Tomorrow's Western Athletic Conference football game will be a vivid four-quarter reminder of that as the Aggies play the University of Hawai'i. Officially, it is Aggie homecoming. Unofficially, it is a homecoming of sorts for this 1969 NMSU graduate, too, even if the 59-year-old Gerela won't be any closer to the 50th state than the opposite sideline.

The Aggies have 10 players with Hawai'i ties on their active roster. Gerela tries to help ease their adjustment to the southwest. Never mind that Gerela, a 1965 Kalani graduate, played with people the players' fathers grew up watching, Gerela is a link to home, when Hawai'i is more than 3,000 miles away. Someone who understands Island ways. But, truth be told, you get the idea that the aloha on the growing Hawai'i pipeline flows both ways. That he relishes the contact with local players and local customs. That it brings back some of his youth, too.
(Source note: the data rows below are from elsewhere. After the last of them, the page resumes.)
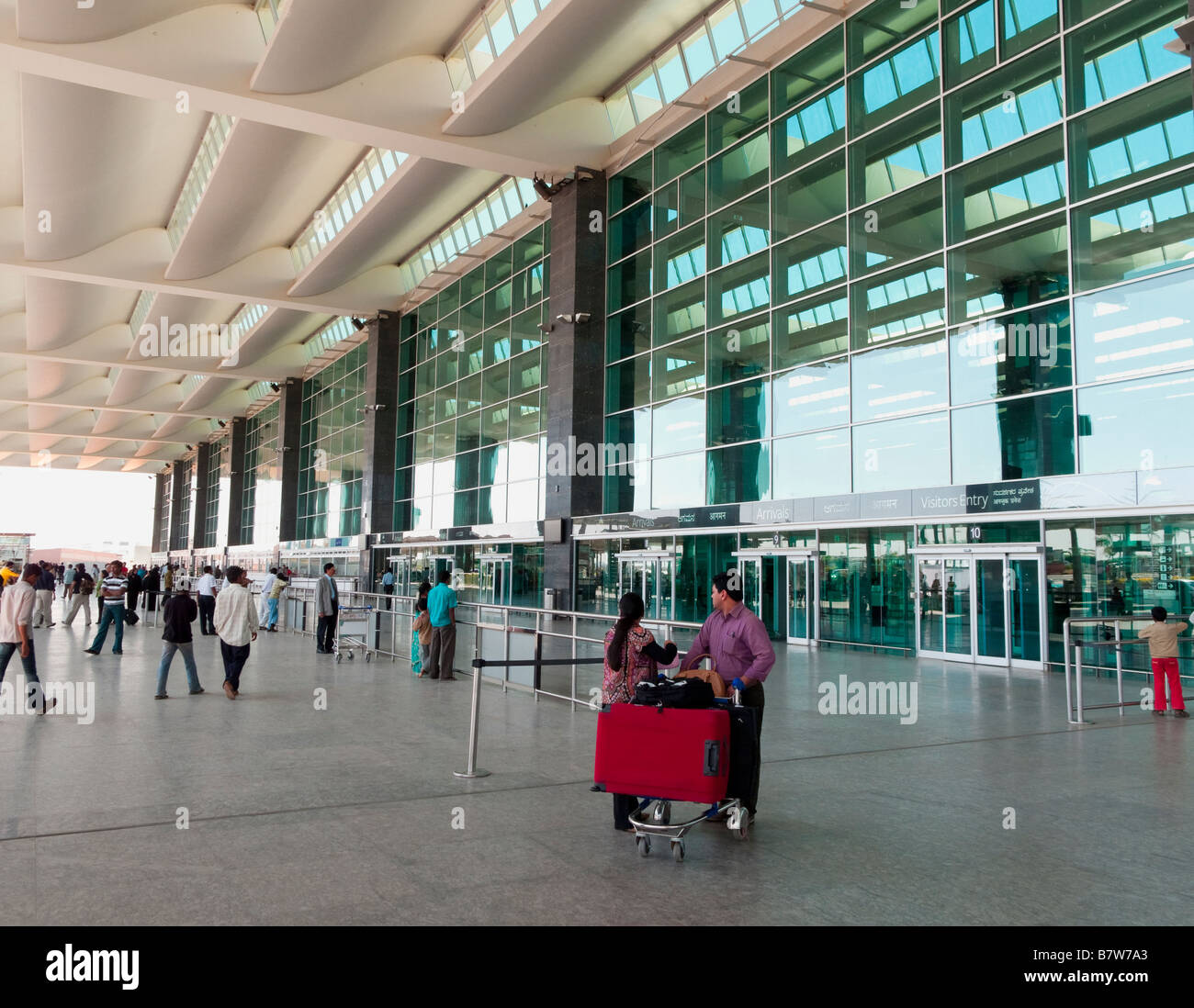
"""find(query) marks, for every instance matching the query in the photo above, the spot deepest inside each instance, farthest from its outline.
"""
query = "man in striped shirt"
(112, 590)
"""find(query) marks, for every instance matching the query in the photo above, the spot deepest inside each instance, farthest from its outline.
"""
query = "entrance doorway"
(780, 587)
(648, 573)
(496, 577)
(982, 608)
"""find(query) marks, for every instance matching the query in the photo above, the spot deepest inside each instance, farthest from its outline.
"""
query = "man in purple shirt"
(738, 642)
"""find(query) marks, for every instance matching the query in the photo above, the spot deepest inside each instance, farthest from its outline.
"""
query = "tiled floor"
(346, 815)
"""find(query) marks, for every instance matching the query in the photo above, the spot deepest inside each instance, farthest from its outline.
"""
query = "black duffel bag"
(673, 693)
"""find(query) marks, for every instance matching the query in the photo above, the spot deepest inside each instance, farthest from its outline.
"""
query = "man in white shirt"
(264, 598)
(208, 592)
(16, 617)
(237, 625)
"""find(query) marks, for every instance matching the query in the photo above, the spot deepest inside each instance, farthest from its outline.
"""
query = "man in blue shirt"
(442, 610)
For it was in Hawai'i that a well-traveled, Canadian-born youngster found a home in a personally turbulent period in the early 1960s. His parents died while he was just starting his teenage years and he ended up being taken in by a married sister and her husband, who lived in Hawai'i. At Kalani his athletic abilities in several sports helped the newcomer, dizzied by the turn of events, find fast acceptance and friends. "My years there were good times and I made a lot of good friends, people I still hear from," Gerela said.

His exploits in baseball and football won him a scholarship to New Mexico State, where he excelled in both sports. But it was an 11-year NFL career, that included a starring role in Super Bowl X with two broken-ribbed field goals and a tackle in Pittsburgh's 21-17 win over Dallas, that he is best remembered for back home. It is what people back home will most recall when the TV camera pans his way.

Here, however, there has been scant time for remembrances. Precious little time devoted to nostalgic thought. The Aggies lost their field goal kicker in the spring to a career-ending traffic accident, and because of NCAA Academic Performance Rating sanctions, had no scholarship available to bring in a new one. So Gerela is trying to make do with some walk-ons, including a soccer team member who came out this week in response to head coach Hal Mumme's open tryout call.

One day, Gerela said, he hopes to recruit a kicker from Hawai'i to NMSU. Someone, perhaps, to both fill a team need and complete a personal circle. And, if that meant a trip back to Hawai'i, well, you get the idea he wouldn't mind that at all.